The function object is a proxy for the MSL function, but it’s not executable code. You convert the function into executable code by creating a pipeline. A pipeline specifies the steps that the GPU performs to complete a specific task. In Metal, a pipeline is represented by a pipeline state object. Because this sample uses a compute function, the app creates a MTLComputePipelineState object.

函数对象是MSL函数的代理，但它不是可执行代码。通过创建管道将函数转换为可执行代码。管道指定GPU为完成特定任务而执行的步骤。在Metal中，管道由管道状态对象表示。因为此示例使用compute函数，所以应用程序创建了一个MTLComputePipelineState对象。

_mAddFunctionPSO = [_mDevice newComputePipelineStateWithFunction: addFunction error:&error];

A compute pipeline runs a single compute function, optionally manipulating the input data before running the function, and the output data afterwards.
When you create a pipeline state object, the device object finishes compiling the function for this specific GPU. This sample creates the pipeline state object synchronously and returns it directly to the app. Because compiling does take a while, avoid creating pipeline state objects synchronously in performance-sensitive code.
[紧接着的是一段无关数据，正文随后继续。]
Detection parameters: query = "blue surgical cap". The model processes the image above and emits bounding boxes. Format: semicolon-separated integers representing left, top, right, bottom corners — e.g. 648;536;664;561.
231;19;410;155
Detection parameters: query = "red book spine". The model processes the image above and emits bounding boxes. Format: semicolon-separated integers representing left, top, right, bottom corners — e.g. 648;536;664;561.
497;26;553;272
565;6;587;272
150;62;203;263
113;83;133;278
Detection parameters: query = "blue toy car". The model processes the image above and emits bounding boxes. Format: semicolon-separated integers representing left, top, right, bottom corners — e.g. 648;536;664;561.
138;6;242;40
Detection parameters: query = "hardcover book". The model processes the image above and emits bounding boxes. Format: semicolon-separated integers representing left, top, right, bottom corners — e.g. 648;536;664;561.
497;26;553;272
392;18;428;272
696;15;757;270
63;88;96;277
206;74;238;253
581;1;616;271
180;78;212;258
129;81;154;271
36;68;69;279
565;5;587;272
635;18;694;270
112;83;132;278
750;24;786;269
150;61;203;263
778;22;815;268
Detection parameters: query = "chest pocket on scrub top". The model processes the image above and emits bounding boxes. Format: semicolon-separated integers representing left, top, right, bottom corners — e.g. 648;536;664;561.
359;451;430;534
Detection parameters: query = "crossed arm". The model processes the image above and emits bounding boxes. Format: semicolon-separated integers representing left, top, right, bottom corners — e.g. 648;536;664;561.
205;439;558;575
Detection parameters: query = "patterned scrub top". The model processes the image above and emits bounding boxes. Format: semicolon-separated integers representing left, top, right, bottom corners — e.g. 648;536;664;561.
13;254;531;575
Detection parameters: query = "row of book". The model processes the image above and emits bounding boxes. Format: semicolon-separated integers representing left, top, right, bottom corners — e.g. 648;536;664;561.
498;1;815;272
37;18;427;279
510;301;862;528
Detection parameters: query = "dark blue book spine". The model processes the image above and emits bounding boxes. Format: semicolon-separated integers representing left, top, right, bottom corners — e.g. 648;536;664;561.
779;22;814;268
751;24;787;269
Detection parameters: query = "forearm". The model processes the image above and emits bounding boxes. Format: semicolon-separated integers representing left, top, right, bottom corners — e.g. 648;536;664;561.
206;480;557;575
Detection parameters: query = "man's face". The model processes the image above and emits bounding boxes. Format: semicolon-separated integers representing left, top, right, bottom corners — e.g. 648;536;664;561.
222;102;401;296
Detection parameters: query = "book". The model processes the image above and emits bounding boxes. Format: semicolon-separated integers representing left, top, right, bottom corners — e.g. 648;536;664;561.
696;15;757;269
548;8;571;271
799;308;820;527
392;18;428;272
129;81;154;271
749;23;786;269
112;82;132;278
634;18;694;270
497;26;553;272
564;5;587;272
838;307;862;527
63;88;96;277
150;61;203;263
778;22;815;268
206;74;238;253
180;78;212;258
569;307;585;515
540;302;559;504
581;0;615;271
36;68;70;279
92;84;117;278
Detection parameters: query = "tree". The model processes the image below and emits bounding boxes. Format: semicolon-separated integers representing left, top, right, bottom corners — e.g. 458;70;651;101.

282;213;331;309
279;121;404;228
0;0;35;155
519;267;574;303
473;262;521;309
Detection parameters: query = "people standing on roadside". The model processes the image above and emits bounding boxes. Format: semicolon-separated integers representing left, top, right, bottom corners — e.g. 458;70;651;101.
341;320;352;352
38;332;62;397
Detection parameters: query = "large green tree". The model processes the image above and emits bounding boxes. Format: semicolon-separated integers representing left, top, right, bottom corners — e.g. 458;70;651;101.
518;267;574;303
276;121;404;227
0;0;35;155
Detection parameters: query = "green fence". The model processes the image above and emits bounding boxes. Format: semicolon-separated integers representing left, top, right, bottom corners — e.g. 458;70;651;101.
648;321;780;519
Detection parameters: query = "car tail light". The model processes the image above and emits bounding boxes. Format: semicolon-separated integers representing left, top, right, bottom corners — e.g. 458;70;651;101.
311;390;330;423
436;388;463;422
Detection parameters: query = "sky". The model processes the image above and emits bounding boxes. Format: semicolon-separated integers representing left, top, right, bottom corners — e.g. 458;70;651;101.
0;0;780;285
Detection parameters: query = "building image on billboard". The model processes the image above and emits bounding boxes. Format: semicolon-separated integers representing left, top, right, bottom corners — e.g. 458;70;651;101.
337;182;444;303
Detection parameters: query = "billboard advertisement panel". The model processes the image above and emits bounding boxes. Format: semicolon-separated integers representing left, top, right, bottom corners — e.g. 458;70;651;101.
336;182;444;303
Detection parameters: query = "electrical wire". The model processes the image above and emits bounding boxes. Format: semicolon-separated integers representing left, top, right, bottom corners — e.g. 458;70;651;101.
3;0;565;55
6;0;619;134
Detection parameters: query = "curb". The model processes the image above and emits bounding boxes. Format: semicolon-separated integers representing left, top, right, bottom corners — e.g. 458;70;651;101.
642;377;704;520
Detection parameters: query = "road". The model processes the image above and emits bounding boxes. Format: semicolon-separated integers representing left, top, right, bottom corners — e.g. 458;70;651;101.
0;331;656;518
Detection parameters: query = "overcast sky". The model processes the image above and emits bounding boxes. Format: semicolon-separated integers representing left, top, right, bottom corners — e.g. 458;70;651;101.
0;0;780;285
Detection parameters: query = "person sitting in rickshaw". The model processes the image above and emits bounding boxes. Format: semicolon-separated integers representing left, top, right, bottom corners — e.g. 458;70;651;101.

计算管道运行一个计算函数，在运行函数之前有选择地处理输入数据，之后处理输出数据。
创建管道状态对象时，设备对象将完成为此特定GPU编译函数。此示例同步创建管道状态对象并将其直接返回给应用程序。因为编译需要一段时间，所以避免在性能敏感的代码中同步创建管道状态对象。

笔记：
编译需要时间，所以在初始化的时候创建pipelien state对象。

Note
All of the objects returned by Metal in the code you’ve seen so far are returned as objects that conform to protocols. Metal defines most GPU-specific objects using protocols to abstract away the underlying implementation classes, which may vary for different GPUs. Metal defines GPU-independent objects using classes. The reference documentation for any given Metal protocol make it clear whether you can implement that protocol in your app.

注意
到目前为止，您在代码中看到的由Metal返回的所有对象都作为符合协议的对象返回。Metal定义了大多数GPU特定的对象，使用协议抽象出底层实现类，这些实现类可能因不同的GPU而有所不同。Metal使用类定义独立于GPU的对象。任何给定的Metal协议的参考文档都明确说明了您是否可以在应用程序中实现该协议。

Create a Command Queue

To send work to the GPU, you need a command queue. Metal uses command queues to schedule commands. Create a command queue by asking the MTLDevice for one.

要将工作发送到GPU，您需要一个命令队列。Metal使用命令队列来调度命令。通过请求MTLDevice来创建命令队列。

_mCommandQueue = [_mDevice newCommandQueue];

Create Data Buffers and Load Data

创建数据缓冲区并加载数据

After initializing the basic Metal objects, you load data for the GPU to execute. This task is less performance critical, but still useful to do early in your app’s launch.
A GPU can have its own dedicated memory, or it can share memory with the operating system. Metal and the operating system kernel need to perform additional work to let you store data in memory and make that data available to the GPU. Metal abstracts this memory management using resource objects. (MTLResource). A resource is an allocation of memory that the GPU can access when running commands. Use a MTLDevice to create resources for its GPU.
The sample app creates three buffers and fills the first two with random data. The third buffer is where add_arrays will store its results.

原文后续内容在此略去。